Résumé de la décision
Mme B A a saisi le juge des référés le 9 mars 2024 pour demander l'injonction au préfet du Puy-de-Dôme de lui délivrer un récépissé de demande de titre de séjour, en se fondant sur l'article L. 521-3 du code de justice administrative. La requête a été rejetée par le juge des référés le 14 mars 2024, au motif que la demande ne remplissait pas les conditions d'urgence et se heurtait à une contestation sérieuse, notamment en raison de l'absence de preuve d'un dossier complet et de l'absence d'un titre de séjour correspondant à la situation de la requérante.
Arguments pertinents
1. Absence de titre de séjour approprié : Le juge a noté qu'un titre de séjour "parent d'un enfant scolarisé" n'existe pas, ce qui remet en question la légitimité de la demande de Mme A. Cela souligne l'importance de la conformité des demandes avec les dispositions légales existantes.
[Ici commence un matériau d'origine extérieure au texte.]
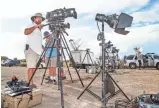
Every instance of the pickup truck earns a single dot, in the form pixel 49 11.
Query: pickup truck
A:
pixel 151 58
pixel 10 63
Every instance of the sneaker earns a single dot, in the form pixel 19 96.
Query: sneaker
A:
pixel 48 78
pixel 63 77
pixel 32 86
pixel 55 82
pixel 49 81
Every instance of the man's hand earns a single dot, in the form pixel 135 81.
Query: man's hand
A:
pixel 40 26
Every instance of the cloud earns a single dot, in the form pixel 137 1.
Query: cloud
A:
pixel 84 28
pixel 27 7
pixel 147 16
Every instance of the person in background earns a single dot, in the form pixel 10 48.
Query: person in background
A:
pixel 125 61
pixel 53 60
pixel 34 46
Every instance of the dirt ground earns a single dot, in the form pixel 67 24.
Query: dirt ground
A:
pixel 132 82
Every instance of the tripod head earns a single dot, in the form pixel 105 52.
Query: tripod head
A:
pixel 117 22
pixel 57 17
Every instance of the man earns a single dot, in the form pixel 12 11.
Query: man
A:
pixel 125 61
pixel 53 58
pixel 139 57
pixel 34 44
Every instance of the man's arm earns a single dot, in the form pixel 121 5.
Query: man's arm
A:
pixel 43 47
pixel 27 31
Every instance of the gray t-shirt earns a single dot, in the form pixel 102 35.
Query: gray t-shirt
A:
pixel 139 56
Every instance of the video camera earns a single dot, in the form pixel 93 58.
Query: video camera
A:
pixel 108 44
pixel 61 14
pixel 117 22
pixel 57 17
pixel 114 50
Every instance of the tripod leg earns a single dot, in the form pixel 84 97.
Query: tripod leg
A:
pixel 118 87
pixel 82 62
pixel 70 56
pixel 67 65
pixel 89 85
pixel 48 61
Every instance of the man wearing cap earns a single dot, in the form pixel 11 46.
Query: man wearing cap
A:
pixel 50 41
pixel 34 46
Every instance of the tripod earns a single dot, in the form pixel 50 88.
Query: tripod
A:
pixel 106 77
pixel 86 55
pixel 59 36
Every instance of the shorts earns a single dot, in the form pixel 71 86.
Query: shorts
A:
pixel 52 61
pixel 31 58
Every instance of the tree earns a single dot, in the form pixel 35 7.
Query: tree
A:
pixel 4 58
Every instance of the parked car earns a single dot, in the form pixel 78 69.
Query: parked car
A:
pixel 10 63
pixel 151 58
pixel 3 62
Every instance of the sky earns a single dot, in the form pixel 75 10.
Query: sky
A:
pixel 144 32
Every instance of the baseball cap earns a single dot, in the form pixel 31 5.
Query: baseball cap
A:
pixel 46 34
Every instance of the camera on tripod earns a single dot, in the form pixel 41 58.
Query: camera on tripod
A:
pixel 108 44
pixel 61 14
pixel 57 17
pixel 117 22
pixel 114 50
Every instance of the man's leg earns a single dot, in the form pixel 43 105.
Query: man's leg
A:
pixel 31 59
pixel 139 64
pixel 30 73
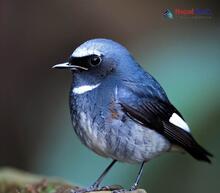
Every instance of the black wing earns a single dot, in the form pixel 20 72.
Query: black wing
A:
pixel 155 113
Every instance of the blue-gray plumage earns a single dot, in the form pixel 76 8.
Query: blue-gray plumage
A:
pixel 120 111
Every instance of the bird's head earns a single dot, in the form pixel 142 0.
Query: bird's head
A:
pixel 98 58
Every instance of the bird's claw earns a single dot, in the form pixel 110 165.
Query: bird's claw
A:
pixel 93 188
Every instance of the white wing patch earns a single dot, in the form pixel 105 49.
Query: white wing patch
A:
pixel 178 121
pixel 85 88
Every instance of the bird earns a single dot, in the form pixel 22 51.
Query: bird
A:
pixel 120 111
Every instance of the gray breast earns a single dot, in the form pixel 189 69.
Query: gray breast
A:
pixel 104 128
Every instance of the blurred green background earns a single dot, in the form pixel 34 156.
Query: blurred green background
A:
pixel 183 54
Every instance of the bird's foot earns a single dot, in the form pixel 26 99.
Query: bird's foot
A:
pixel 95 188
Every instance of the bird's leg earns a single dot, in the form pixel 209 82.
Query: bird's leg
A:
pixel 134 187
pixel 95 186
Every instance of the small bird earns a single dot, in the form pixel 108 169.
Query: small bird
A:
pixel 120 111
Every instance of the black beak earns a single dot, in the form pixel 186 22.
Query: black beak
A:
pixel 67 65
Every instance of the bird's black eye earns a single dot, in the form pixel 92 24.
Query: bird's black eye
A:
pixel 95 60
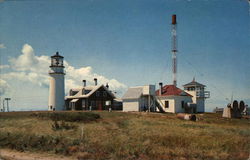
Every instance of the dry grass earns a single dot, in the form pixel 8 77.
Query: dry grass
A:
pixel 119 135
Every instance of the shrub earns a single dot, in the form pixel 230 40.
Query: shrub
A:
pixel 62 125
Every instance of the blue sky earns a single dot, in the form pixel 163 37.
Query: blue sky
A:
pixel 129 41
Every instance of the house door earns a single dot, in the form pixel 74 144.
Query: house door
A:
pixel 99 105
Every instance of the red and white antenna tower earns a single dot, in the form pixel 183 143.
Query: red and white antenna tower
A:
pixel 174 49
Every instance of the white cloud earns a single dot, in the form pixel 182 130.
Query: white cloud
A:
pixel 34 69
pixel 2 46
pixel 4 66
pixel 4 87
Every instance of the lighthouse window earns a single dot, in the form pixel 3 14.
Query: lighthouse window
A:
pixel 182 104
pixel 104 94
pixel 166 104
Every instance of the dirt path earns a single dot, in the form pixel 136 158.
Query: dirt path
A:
pixel 7 154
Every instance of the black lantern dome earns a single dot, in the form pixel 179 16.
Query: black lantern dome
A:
pixel 57 60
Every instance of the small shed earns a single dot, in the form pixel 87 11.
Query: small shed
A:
pixel 139 98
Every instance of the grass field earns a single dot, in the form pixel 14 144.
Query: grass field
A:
pixel 117 135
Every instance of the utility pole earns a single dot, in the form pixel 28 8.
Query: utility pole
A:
pixel 174 49
pixel 3 106
pixel 8 99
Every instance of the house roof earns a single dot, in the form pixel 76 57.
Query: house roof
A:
pixel 193 83
pixel 133 93
pixel 172 90
pixel 91 89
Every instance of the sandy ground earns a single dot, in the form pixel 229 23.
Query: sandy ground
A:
pixel 7 154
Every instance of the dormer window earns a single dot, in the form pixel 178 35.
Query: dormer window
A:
pixel 97 93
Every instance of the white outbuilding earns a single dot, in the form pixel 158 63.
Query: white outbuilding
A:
pixel 172 99
pixel 140 98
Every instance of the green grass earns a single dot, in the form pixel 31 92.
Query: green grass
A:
pixel 117 135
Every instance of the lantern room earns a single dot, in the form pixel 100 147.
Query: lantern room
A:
pixel 57 60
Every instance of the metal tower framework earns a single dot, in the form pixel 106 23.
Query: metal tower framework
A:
pixel 174 49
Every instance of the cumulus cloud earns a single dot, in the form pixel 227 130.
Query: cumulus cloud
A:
pixel 2 46
pixel 4 66
pixel 31 68
pixel 4 87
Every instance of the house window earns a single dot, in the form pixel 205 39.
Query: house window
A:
pixel 104 94
pixel 166 104
pixel 93 103
pixel 182 104
pixel 97 93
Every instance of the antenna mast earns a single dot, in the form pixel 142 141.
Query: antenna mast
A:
pixel 174 49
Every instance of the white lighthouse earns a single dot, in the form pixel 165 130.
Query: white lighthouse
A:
pixel 56 89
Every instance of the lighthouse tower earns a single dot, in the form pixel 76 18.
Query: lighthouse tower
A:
pixel 56 89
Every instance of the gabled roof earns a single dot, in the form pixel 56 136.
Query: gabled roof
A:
pixel 172 90
pixel 193 84
pixel 91 89
pixel 133 93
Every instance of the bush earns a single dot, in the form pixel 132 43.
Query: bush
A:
pixel 62 125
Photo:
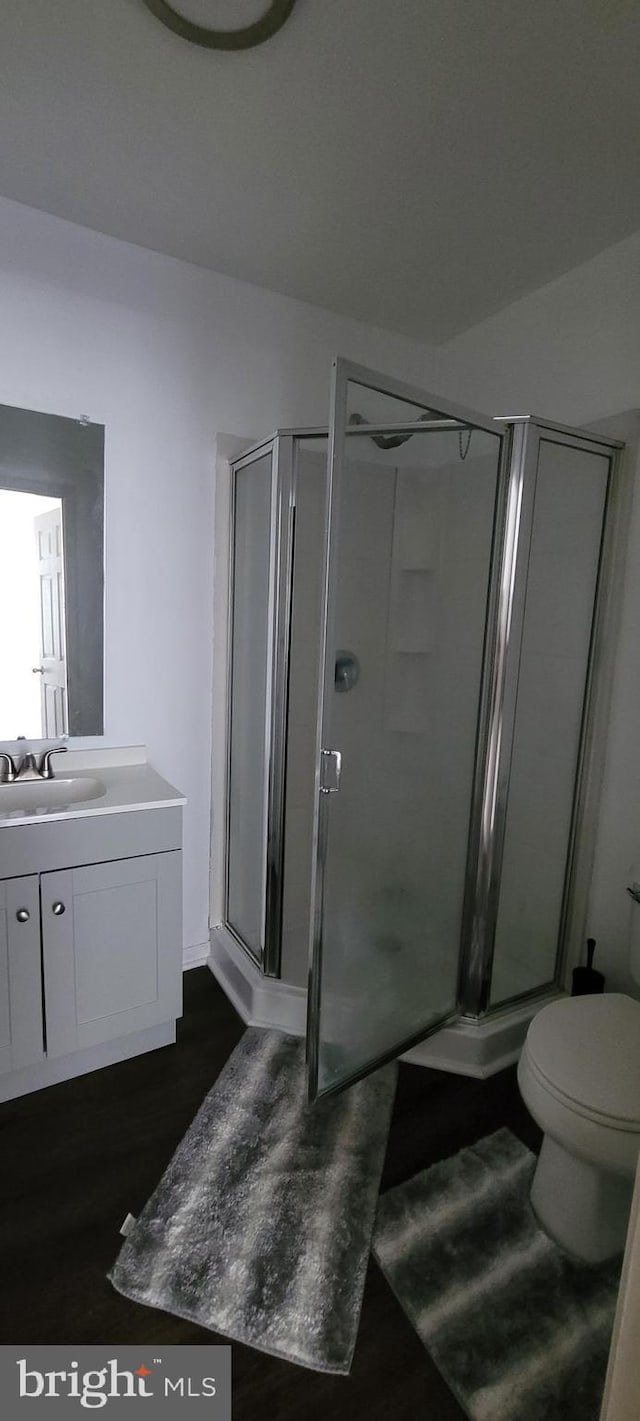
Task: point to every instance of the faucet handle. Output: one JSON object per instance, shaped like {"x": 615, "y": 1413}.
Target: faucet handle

2. Dossier incomplet : La requérante n'a pas fourni d'éléments probants pour justifier qu'elle avait déposé un dossier complet auprès de la préfecture. Le juge a conclu que cela constituait une contestation sérieuse, empêchant l'issue favorable de la demande.
3. Absence d'urgence : Même si la demande de titre de séjour était complète, la requérante n'a pas démontré que sa situation présentait un caractère d'urgence. Le juge a précisé que la simple présence irrégulière sur le territoire français ne suffisait pas à établir cette urgence.
Interprétations et citations légales
1. Article L. 521-3 du code de justice administrative : Cet article permet au juge des référés d'ordonner des mesures utiles en cas d'urgence, mais impose des conditions strictes. Le juge a rappelé que "le juge des référés peut prescrire toutes mesures ayant un caractère provisoire ou conservatoire, à condition que ces mesures soient utiles, justifiées par l'urgence, ne fassent obstacle à l'exécution d'aucune décision administrative et ne se heurtent à aucune contestation sérieuse."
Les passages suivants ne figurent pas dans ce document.